Oft expectation fails, and most oft there
Where most it promises.
The plan would be a winter’s tale.
But as you like it
or as not
Damn’d be him that first cries, ‘hold enough’!
These tedious old fools!
The tempest doth make delay.
Will the work done be love’s labour lost?
Will the storm nay be calmed?
Sigh no more, ladies, sigh no more,
Men were deceivers ever.
Would they want that chinks be earned
Gold?
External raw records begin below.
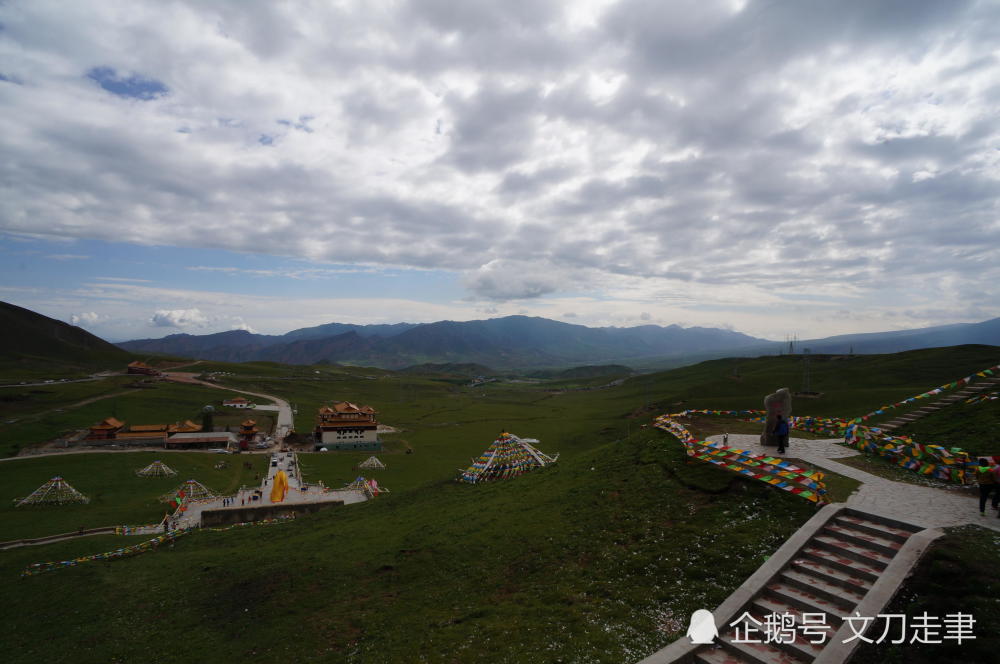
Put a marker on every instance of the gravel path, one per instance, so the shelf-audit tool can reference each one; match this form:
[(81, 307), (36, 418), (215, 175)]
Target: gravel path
[(920, 505)]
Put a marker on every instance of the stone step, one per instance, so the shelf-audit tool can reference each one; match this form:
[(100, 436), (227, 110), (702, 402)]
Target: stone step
[(851, 583), (885, 530), (718, 655), (864, 538), (802, 600), (839, 595), (884, 522), (844, 564), (860, 553)]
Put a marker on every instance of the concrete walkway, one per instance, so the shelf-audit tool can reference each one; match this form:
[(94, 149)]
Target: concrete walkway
[(922, 505), (298, 492)]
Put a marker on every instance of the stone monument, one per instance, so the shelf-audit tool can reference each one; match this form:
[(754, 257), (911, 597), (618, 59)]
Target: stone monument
[(776, 403)]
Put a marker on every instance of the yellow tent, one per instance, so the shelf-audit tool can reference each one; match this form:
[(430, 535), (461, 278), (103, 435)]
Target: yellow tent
[(280, 487)]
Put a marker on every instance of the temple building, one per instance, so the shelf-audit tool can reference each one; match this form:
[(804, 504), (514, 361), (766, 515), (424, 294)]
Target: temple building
[(345, 426), (248, 433), (202, 439), (106, 429), (238, 402), (138, 434)]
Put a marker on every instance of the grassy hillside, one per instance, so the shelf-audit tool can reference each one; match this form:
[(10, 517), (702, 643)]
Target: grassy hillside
[(974, 427), (36, 345), (599, 558)]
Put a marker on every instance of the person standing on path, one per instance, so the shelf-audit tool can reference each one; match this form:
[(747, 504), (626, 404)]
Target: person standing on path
[(986, 475), (781, 433)]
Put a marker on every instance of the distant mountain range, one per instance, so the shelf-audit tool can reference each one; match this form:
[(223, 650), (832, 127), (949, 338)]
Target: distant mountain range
[(29, 339), (513, 342), (522, 342)]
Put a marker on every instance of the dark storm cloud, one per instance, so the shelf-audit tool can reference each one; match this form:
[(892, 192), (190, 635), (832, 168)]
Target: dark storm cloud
[(529, 144)]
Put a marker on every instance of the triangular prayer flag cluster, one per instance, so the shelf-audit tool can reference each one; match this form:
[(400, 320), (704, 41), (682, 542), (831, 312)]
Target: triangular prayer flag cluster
[(508, 456)]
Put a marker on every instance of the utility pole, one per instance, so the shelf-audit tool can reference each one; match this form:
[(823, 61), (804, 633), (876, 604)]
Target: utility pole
[(805, 370)]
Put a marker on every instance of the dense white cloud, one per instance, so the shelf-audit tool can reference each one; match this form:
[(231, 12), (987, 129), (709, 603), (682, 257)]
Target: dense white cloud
[(86, 319), (178, 318), (732, 152)]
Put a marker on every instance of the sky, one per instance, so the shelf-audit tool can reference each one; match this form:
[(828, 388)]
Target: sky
[(776, 167)]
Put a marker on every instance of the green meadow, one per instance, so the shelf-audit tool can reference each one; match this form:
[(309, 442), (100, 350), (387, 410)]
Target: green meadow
[(601, 557)]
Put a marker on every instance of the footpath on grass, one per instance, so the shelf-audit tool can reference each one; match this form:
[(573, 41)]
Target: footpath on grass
[(926, 506)]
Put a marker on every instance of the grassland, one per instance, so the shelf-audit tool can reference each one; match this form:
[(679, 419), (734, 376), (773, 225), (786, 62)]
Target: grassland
[(35, 414), (975, 427), (599, 558)]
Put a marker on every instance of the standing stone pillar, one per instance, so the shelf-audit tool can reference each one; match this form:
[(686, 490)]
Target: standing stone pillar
[(776, 403)]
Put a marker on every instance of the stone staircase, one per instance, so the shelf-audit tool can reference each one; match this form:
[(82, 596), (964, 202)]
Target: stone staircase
[(841, 562), (992, 382)]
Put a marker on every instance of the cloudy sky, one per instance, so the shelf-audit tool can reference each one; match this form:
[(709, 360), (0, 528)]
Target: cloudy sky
[(775, 167)]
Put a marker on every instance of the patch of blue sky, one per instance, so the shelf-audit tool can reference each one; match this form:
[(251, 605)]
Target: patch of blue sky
[(45, 264), (130, 87)]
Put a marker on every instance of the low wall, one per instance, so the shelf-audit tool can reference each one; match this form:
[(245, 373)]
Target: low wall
[(243, 514), (55, 538)]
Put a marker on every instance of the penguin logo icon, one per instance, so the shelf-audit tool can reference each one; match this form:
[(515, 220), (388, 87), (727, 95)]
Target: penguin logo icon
[(702, 629)]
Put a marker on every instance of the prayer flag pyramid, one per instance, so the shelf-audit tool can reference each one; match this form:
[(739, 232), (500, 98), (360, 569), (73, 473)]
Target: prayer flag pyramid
[(156, 469), (190, 490), (508, 456), (56, 491), (373, 463), (370, 488)]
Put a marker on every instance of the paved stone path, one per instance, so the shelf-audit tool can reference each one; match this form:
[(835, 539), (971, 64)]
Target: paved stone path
[(922, 505), (296, 492)]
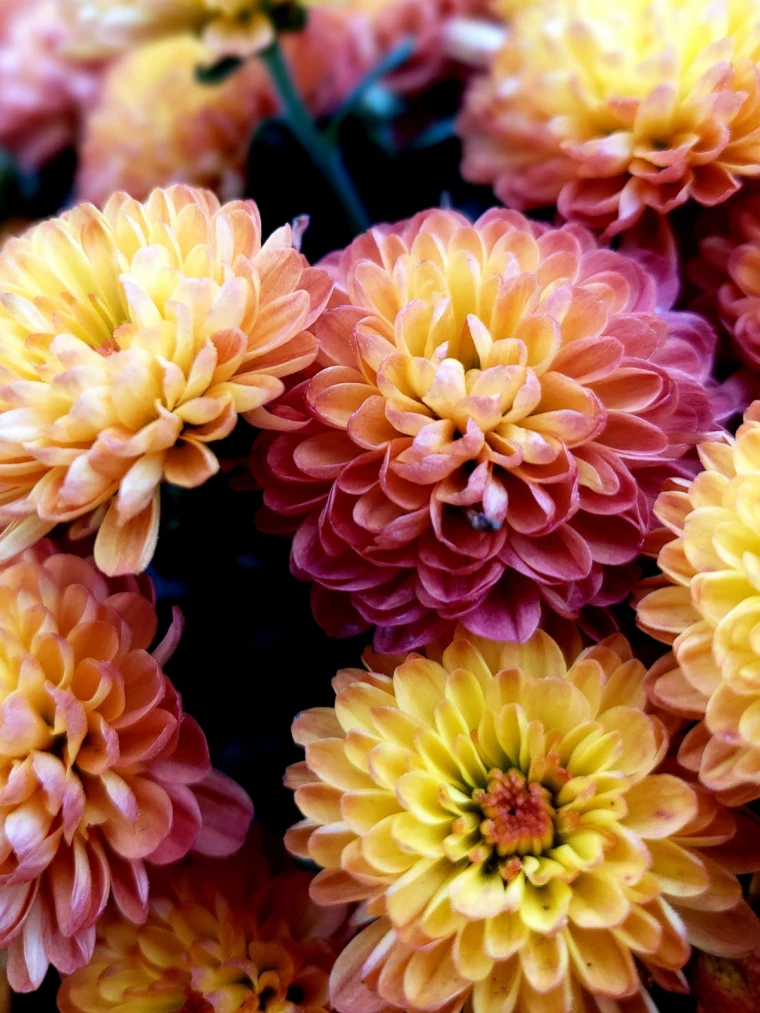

Yellow, glittering, precious gold?
No, Gods, I am no idle votarist!
All gold and silver rather turn to dirt!
As ’tis no better reckon’d, but of those
who have want.
“Shylock, we would have moneys,” you say so
the pound of flesh which I demand of him
is dearly bought. ‘Tis mine.
What might be toward, that this sweaty haste
Doth make the night joint-laborer with the day:
Who is’t that can inform me?
Friends, Romans, countrymen, lend me your ears!
Who bare my letter, then, to Romeo?
The letter was not nice but full of charge,
Of dear import, and the neglecting it
May do much danger!
Ignorance is the curse of God;
knowledge is the wing wherewith we fly to heaven.
No legacy is so rich as honesty.
For all this same, I’ll hide me hereabout.
His looks I fear, and his intents I doubt.
And exempt from public haunt,
finds tongues in trees.
You are thought here to the most senseless and fit man for the job.
Alas poor Yorrick
a fellow of infinite jest, of most excellent fancy.
Conscience doth make cowards of us all.
And enterprises of great pitch and moment
With this regard their currents turn awry,
And lose the name of action.
What’s more to do,
Which would be planted newly with the time,
How poor are they that have not patience!
Yet, do thy worst, old Time: despite thy wrong.
Don’t trust the person who has broken faith once?
The quality of mercy is not strain’d
I have spoke thus much
To mitigate the justice of thy plea
If we should fail –
We fail!
But screw your courage to the sticking-place,
And we’ll not fail.
All’s well if all ends well.
Love all, trust a few, do wrong to none.
Now this overdone or come tardy off,
though it make the unskillful laugh,
cannot but make the judicious grieve,
the censure of the which one must in your allowance
o’erweigh a whole theatre of others.
What’s done can’t be undone.
Forget, forgive, conclude, and be agreed: Our doctors say this is no time to bleed.